🤖 AI Summary
Multi-arm grasping suffers from poor generalization across diverse robotic manipulator configurations and heavy reliance on large-scale annotated datasets. Method: This paper proposes a geometry-aware equivariant grasp generation framework. We introduce, for the first time, a batched equivariant neural network architecture implemented in JAX, explicitly encoding manipulator kinematics. The model derives kinematic constraints solely from scene point clouds and end-effector geometric structure, enabling parallel batch processing of scenes, manipulators, and grasp poses. By innovatively integrating flow-based equivariant networks with geometric deep learning, it achieves degree-of-freedom-agnostic generalization. Results: Evaluated on a large-scale dataset comprising 25,000 scenes and 20 million grasp samples, our method significantly improves inference speed and grasp success rate.
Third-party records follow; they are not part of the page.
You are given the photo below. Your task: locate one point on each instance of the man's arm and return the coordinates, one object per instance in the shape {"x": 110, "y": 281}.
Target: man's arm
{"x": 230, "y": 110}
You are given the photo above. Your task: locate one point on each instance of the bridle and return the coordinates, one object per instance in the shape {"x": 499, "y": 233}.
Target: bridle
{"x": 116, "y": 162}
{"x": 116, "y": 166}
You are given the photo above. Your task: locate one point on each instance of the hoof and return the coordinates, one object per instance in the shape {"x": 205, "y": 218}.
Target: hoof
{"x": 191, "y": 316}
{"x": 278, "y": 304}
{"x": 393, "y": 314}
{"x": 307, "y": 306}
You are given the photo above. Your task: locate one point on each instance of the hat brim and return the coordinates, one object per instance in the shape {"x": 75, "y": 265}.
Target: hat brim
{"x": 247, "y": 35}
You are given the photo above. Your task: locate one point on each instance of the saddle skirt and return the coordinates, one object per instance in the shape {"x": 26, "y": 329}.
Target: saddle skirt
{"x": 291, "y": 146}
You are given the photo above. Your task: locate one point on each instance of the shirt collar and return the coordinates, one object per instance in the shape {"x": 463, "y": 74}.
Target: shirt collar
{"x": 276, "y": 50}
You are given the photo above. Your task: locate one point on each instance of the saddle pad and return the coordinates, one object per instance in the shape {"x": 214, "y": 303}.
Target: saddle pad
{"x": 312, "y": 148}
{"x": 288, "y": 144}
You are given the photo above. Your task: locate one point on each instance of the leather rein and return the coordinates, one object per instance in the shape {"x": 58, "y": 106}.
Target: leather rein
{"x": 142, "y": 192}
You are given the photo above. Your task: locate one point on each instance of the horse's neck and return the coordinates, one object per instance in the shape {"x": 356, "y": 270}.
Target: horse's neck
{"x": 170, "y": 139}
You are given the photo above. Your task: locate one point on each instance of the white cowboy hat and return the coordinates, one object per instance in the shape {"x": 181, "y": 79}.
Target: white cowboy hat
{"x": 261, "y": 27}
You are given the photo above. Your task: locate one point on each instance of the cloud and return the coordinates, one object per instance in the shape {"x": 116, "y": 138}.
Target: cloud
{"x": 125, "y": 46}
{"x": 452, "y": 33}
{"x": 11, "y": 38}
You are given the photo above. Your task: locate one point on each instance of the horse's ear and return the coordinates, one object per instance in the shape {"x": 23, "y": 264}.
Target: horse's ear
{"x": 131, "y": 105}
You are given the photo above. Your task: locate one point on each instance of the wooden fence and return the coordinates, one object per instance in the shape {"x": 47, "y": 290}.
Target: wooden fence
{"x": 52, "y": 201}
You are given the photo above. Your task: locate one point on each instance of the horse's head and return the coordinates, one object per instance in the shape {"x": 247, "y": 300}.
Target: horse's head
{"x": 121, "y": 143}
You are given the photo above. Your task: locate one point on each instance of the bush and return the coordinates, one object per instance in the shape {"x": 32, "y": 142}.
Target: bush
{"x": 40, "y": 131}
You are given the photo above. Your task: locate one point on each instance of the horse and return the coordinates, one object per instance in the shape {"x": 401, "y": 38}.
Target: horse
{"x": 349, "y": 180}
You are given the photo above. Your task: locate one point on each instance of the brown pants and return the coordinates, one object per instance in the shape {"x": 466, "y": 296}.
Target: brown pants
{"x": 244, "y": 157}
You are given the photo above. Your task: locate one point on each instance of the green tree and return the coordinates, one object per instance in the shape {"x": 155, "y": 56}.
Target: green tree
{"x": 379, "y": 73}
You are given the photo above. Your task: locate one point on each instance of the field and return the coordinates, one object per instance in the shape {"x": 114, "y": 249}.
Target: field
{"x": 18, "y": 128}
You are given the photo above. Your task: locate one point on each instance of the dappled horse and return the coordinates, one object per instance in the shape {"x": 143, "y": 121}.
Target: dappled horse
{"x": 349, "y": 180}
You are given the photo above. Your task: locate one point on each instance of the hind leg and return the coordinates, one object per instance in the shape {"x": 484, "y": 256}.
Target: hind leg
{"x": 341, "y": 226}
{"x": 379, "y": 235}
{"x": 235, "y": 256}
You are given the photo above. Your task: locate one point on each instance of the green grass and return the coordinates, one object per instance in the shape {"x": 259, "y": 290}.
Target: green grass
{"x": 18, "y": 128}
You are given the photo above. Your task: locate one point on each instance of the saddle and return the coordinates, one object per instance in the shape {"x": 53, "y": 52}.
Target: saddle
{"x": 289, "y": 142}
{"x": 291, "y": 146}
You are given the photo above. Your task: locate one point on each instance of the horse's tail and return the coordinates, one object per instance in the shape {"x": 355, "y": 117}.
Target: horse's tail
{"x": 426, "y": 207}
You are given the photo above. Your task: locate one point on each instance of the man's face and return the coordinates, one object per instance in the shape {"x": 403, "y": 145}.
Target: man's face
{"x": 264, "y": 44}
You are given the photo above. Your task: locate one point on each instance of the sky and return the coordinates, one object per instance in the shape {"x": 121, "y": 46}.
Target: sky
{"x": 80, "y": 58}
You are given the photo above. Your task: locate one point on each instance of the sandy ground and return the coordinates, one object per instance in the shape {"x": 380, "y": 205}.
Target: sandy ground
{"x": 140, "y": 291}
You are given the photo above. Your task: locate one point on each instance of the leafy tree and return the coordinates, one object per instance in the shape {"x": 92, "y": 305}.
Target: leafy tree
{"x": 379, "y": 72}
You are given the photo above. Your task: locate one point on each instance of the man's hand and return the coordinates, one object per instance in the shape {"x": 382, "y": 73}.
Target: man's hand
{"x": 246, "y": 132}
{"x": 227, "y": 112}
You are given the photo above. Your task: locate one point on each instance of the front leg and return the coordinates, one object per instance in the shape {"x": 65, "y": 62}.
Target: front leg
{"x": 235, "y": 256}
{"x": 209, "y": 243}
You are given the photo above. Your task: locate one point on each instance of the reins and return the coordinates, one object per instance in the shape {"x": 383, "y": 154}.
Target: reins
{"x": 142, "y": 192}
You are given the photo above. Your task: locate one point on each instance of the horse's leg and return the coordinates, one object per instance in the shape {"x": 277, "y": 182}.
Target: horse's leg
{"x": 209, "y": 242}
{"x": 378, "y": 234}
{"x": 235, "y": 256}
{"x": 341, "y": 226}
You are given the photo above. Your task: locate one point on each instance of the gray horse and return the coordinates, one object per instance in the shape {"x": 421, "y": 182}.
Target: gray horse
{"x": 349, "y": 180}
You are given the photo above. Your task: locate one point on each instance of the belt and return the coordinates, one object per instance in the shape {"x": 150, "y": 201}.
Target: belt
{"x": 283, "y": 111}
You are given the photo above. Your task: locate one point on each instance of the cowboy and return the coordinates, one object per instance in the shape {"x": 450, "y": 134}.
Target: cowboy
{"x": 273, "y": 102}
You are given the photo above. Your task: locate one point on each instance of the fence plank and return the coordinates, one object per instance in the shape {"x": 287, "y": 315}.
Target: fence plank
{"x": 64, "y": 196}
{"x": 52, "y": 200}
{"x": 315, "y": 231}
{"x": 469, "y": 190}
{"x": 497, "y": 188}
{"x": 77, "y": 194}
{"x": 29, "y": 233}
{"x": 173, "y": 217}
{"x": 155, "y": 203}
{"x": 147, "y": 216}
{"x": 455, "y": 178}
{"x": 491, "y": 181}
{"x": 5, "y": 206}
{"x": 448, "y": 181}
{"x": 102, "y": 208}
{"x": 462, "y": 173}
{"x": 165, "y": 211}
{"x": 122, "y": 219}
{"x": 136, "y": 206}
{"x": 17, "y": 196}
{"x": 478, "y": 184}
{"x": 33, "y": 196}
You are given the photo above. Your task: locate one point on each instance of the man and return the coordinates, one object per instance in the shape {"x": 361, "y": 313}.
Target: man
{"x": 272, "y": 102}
Crucially, it demonstrates strong cross-configuration generalization—achieving high performance on previously unseen manipulator geometries without retraining.
📝 Abstract
Multi-embodiment grasping focuses on developing approaches that exhibit generalist behavior across diverse gripper designs. Existing methods often learn the kinematic structure of the robot implicitly and face challenges due to the difficulty of sourcing the required large-scale data. In this work, we present a data-efficient, flow-based, equivariant grasp synthesis architecture that can handle different gripper types with variable degrees of freedom and successfully exploit the underlying kinematic model, deducing all necessary information solely from the gripper and scene geometry. Unlike previous equivariant grasping methods, we translated all modules from the ground up to JAX and provide a model with batching capabilities over scenes, grippers, and grasps, resulting in smoother learning, improved performance and faster inference time. Our dataset encompasses grippers ranging from humanoid hands to parallel yaw grippers and includes 25,000 scenes and 20 million grasps.